Our Salford based accountants have analysed the 2015 summer Budget and consider the changes to the personal allowance and basic rate limit over the next two years to be good news for most taxpayers and even better news for upper-income families. Indeed, Chancellor George Osborne expects that the changes to taxable income in the 2015 Budget will take 130,000 UK households out of the 40% taxable income bracket by 2016-17 and 160,000 families out of the higher tax rate by 2017-18. Middle-income families are expected to save £1,300 per year.

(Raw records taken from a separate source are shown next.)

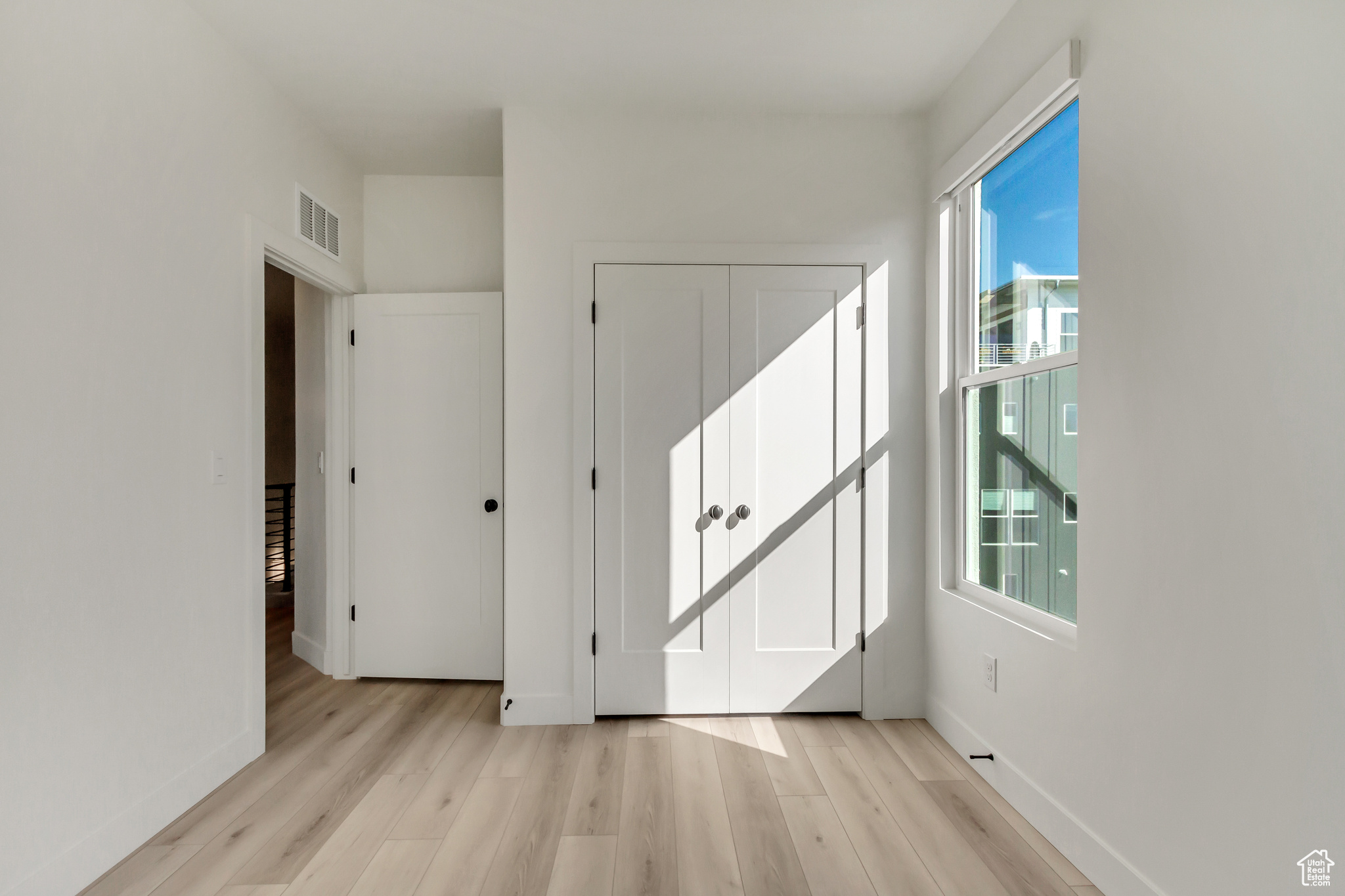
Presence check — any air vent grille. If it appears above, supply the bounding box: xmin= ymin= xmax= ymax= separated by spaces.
xmin=295 ymin=184 xmax=340 ymax=261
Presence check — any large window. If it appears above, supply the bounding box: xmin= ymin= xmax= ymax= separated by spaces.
xmin=958 ymin=99 xmax=1078 ymax=622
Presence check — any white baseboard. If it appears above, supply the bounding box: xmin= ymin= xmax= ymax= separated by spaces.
xmin=4 ymin=731 xmax=261 ymax=896
xmin=925 ymin=696 xmax=1166 ymax=896
xmin=500 ymin=685 xmax=574 ymax=725
xmin=289 ymin=631 xmax=330 ymax=675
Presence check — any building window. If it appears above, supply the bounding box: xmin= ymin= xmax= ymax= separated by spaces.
xmin=956 ymin=98 xmax=1078 ymax=622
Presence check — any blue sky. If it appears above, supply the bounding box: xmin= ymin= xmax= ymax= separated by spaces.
xmin=981 ymin=99 xmax=1078 ymax=291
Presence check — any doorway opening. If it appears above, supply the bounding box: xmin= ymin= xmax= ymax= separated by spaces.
xmin=262 ymin=263 xmax=328 ymax=746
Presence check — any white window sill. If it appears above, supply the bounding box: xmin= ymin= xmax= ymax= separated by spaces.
xmin=939 ymin=582 xmax=1078 ymax=650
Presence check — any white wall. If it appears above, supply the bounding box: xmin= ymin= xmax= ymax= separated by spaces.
xmin=503 ymin=109 xmax=927 ymax=721
xmin=364 ymin=175 xmax=504 ymax=293
xmin=293 ymin=277 xmax=332 ymax=673
xmin=927 ymin=0 xmax=1345 ymax=896
xmin=0 ymin=0 xmax=362 ymax=895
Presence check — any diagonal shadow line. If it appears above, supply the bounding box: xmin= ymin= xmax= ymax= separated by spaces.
xmin=996 ymin=435 xmax=1068 ymax=507
xmin=670 ymin=434 xmax=888 ymax=642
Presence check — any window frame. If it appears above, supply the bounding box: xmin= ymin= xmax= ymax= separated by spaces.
xmin=946 ymin=81 xmax=1078 ymax=631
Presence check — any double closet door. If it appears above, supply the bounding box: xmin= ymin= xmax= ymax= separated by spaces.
xmin=593 ymin=265 xmax=862 ymax=715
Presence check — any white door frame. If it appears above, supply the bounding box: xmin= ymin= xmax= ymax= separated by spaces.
xmin=236 ymin=215 xmax=363 ymax=754
xmin=571 ymin=243 xmax=889 ymax=724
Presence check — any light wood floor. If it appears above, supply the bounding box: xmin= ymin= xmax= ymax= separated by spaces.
xmin=85 ymin=608 xmax=1100 ymax=896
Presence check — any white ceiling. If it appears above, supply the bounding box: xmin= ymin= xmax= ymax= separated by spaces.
xmin=187 ymin=0 xmax=1013 ymax=175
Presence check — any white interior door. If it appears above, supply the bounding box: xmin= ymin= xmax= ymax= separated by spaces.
xmin=593 ymin=265 xmax=729 ymax=714
xmin=725 ymin=266 xmax=862 ymax=712
xmin=349 ymin=293 xmax=504 ymax=678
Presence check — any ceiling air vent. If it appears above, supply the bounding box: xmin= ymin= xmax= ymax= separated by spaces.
xmin=295 ymin=184 xmax=340 ymax=261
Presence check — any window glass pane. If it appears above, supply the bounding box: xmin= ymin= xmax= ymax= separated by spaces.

You probably have two main questions about the personal allowance and basic rate limit changes: what does that mean for your income tax bracket, and will implementing the changes carry additional costs for your business. According to our Salford based accountants, this is how the changes are going to play out over the next two years.

  • For the individual tax payer. MCC accountants predict that the upcoming personal allowance changes will benefit those in the lower- and middle-income ranges. As of 2016-17, the different rates for personal allowance will be eliminated. Previously, the rates differed depending on whether you were born before or after April 6, 1938. Now, there will be only one personal allowance rate no matter what the person’s date of birth. The two-stage incremental inflation adjustment beginning in 2016-17 will affect all tax payers, pension providers, and employers. As of April 6, 2016, the personal allowance will go up to £10,800 and increase again on April 6, 2017-18 to £11,000. Consequently, the basic rate limit and the higher threshold limit will change as well. The basic rate limits will be £31,900 for 2016-17 and £32,300 in 2017-18. The higher rate threshold at which individuals pay income tax at 40% becomes £42,700 in 2016-17 and £43,300 in 2017-18. For those with higher incomes, the personal allowance will be reduced £1 for every £2 over £100,000. Therefore, individuals in the upper income bracket of £121,600 or above in 2016-17, and £122,000 and above in 2017-18, will not receive a personal allowance. The additional rate of 45% continues to be applied to an income in excess of £150,000.


  • For businesses. MCC is itself an SME and so MCC accountants were particularly interested in the impact on business. Our analysis indicates that the planned changes will have a negligible impact on administrative and compliance expenses for businesses, including micro and small businesses, civil society organizations, pension providers, and employers. Any changes to personal allowances are incorporated in the PAYE tax code and changes to the tax code are already part of the standard annual routine for pension providers and employers.